Hamzeh M. Tanha et al
Jan 13, 2026
"Abstract
Polygenic risk scores (PGS) have the potential to support enhanced, risk-based screening for breast cancer. Previous studies for many diseases found that genome-wide PGS (GW-PGS) outperform PGS derived by applying hard GWAS significance thresholds. To support future breast cancer risk predictions, we compared the predictive performance of two existing PGS (including PGS313, a leading hard-thresholding PGS) and five newly developed GW-PGS (applying different methods to recent GWAS). We evaluated the performance of PGS Z-scores and of predicted 5-year absolute breast cancer risks based on age alone or age and PGS, across three large cohorts from the UK (UK Biobank) and Australia (QSkin, Melbourne Collaborative Cohort Study). Performance was assessed using discrimination (AUC) and calibration metrics, with dedicated evaluations for European, South Asian and African genetic ancestry groups, different age groups and for UKB, by pre-baseline mammogram screening history. Z-scores from three GW-PGS (LDpred2, PRS-CS, PRS-CS2017) yielded improved discrimination over PGS313, especially in European and South Asian ancestry groups (AUC improvements 2–18%, p < 0.029).
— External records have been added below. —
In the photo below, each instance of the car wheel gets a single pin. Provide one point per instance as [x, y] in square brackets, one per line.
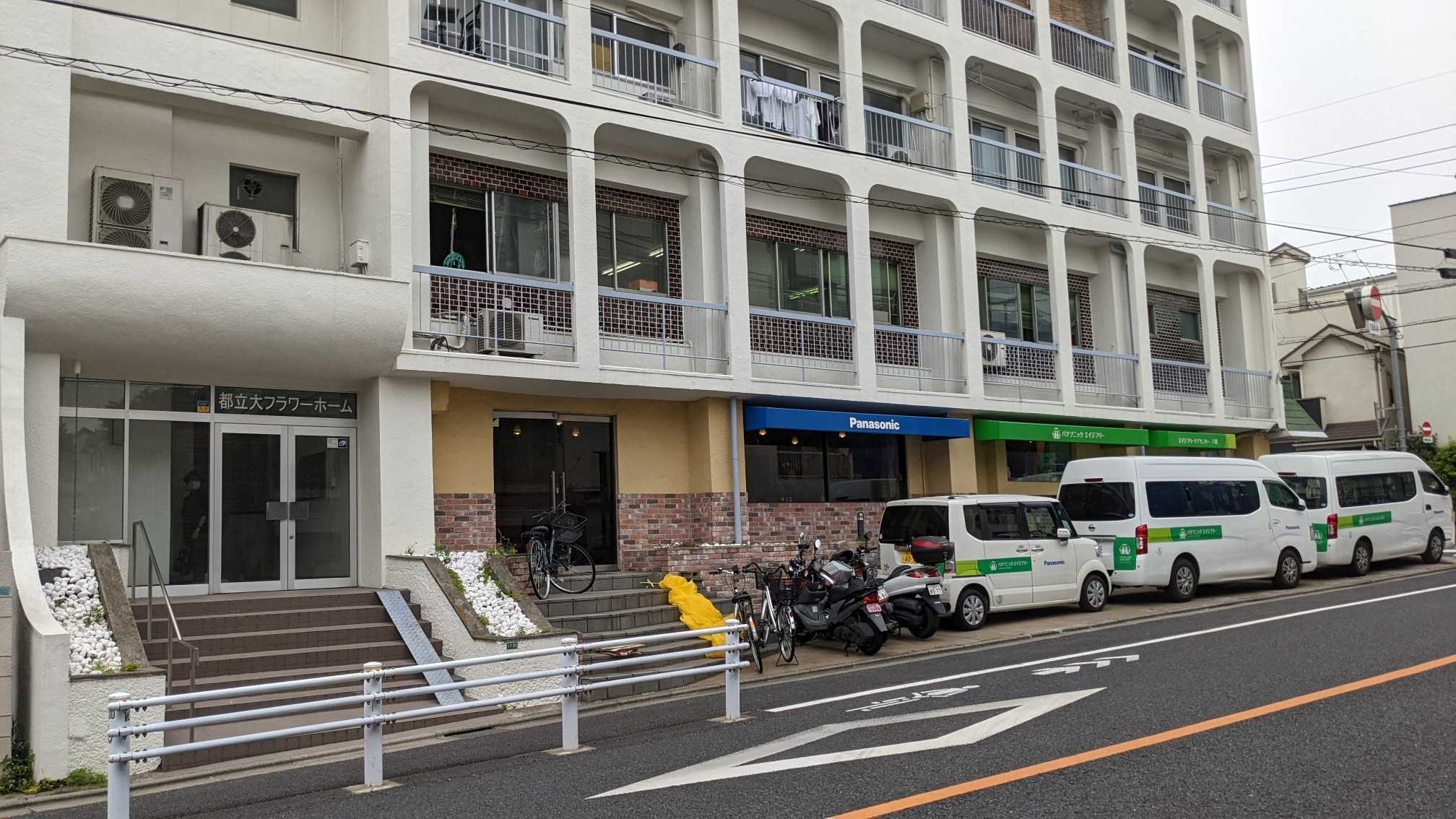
[1286, 575]
[970, 610]
[1434, 548]
[1360, 560]
[1094, 594]
[1183, 581]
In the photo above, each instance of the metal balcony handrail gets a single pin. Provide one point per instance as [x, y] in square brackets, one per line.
[155, 575]
[672, 53]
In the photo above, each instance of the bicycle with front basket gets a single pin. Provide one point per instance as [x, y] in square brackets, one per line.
[554, 555]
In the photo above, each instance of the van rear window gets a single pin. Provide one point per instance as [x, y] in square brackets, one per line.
[1314, 490]
[1098, 502]
[904, 524]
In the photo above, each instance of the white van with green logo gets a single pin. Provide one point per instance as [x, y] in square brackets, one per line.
[1011, 552]
[1179, 522]
[1369, 506]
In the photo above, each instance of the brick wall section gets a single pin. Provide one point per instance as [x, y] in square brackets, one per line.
[465, 521]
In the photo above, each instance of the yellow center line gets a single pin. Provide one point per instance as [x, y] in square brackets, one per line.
[916, 800]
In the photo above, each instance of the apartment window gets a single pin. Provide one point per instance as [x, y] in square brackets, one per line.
[286, 8]
[632, 253]
[791, 277]
[493, 232]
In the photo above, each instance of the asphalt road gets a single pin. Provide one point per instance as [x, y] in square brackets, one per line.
[848, 741]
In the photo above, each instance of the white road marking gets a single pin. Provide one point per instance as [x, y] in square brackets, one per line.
[743, 763]
[1153, 641]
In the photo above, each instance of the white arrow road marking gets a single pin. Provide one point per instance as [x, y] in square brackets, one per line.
[742, 763]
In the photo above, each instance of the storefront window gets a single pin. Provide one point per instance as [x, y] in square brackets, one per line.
[786, 467]
[1037, 461]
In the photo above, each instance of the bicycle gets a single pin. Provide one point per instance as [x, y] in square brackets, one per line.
[555, 557]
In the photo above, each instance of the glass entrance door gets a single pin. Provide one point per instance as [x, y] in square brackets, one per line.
[286, 508]
[540, 461]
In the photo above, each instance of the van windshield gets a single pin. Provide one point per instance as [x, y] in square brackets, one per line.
[1098, 502]
[1314, 490]
[904, 524]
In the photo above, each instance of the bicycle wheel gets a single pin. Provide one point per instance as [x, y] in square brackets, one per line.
[573, 570]
[537, 561]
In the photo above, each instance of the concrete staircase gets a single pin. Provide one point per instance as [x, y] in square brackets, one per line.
[279, 636]
[622, 605]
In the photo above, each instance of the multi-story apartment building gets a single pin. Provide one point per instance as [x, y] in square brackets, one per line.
[708, 270]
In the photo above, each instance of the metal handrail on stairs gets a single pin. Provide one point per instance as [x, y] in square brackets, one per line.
[175, 636]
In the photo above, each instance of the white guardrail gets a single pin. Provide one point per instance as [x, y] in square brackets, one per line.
[373, 697]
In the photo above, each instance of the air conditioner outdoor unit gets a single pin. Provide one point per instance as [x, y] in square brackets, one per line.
[245, 235]
[510, 333]
[993, 355]
[136, 210]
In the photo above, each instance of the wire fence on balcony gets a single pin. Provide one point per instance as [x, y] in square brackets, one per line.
[1094, 190]
[1076, 48]
[906, 139]
[999, 20]
[1234, 226]
[930, 8]
[1166, 209]
[1181, 386]
[1223, 104]
[800, 347]
[791, 110]
[1156, 79]
[1007, 167]
[490, 313]
[1106, 379]
[1024, 370]
[497, 31]
[922, 360]
[657, 333]
[1248, 394]
[650, 72]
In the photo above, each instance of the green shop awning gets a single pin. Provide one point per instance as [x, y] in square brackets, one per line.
[1174, 439]
[1060, 433]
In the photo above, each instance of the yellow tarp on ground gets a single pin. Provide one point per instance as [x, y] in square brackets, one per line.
[692, 608]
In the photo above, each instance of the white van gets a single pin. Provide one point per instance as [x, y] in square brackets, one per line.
[1011, 552]
[1369, 506]
[1178, 522]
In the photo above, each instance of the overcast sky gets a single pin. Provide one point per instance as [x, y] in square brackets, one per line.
[1314, 51]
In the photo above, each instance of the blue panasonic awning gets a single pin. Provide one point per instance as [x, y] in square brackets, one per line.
[823, 422]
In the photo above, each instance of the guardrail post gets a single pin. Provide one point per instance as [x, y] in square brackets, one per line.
[568, 700]
[732, 675]
[375, 730]
[118, 774]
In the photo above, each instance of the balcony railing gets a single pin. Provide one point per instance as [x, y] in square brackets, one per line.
[654, 73]
[930, 8]
[656, 333]
[1181, 386]
[1156, 79]
[921, 360]
[1223, 104]
[1076, 48]
[1168, 209]
[1234, 226]
[999, 20]
[497, 31]
[1020, 369]
[1106, 379]
[1248, 394]
[791, 110]
[906, 139]
[800, 347]
[1093, 188]
[490, 313]
[1007, 167]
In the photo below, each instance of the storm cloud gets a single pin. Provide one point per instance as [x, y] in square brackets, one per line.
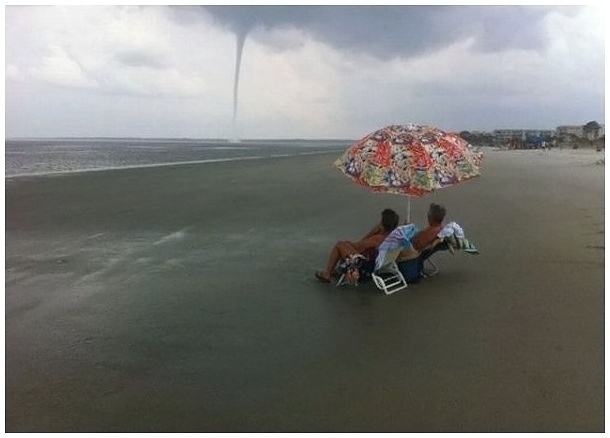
[395, 31]
[307, 71]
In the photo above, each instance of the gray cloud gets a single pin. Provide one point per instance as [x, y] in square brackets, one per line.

Incorporating PGS substantially improved absolute risk predictions compared to age-only models, with the strongest evidence in European-ancestry groups (AUC improvements 15–39%, p < 10⁻⁴) and similar trends in non-European groups. No PGS outperformed all others across all ancestry groups. Estimated relative risk for highest GW-PGS risk groups (e.g. top 5% LDpred2) was ~2.5-fold population-average risk, similar to previous estimates for individuals with pathogenic variants in ATM and CHEK2 genes. These findings support the potential of PGS for risk-based breast cancer screening, noting that current GW-PGS may not substantially improve breast cancer risk predictions compared to PGS313."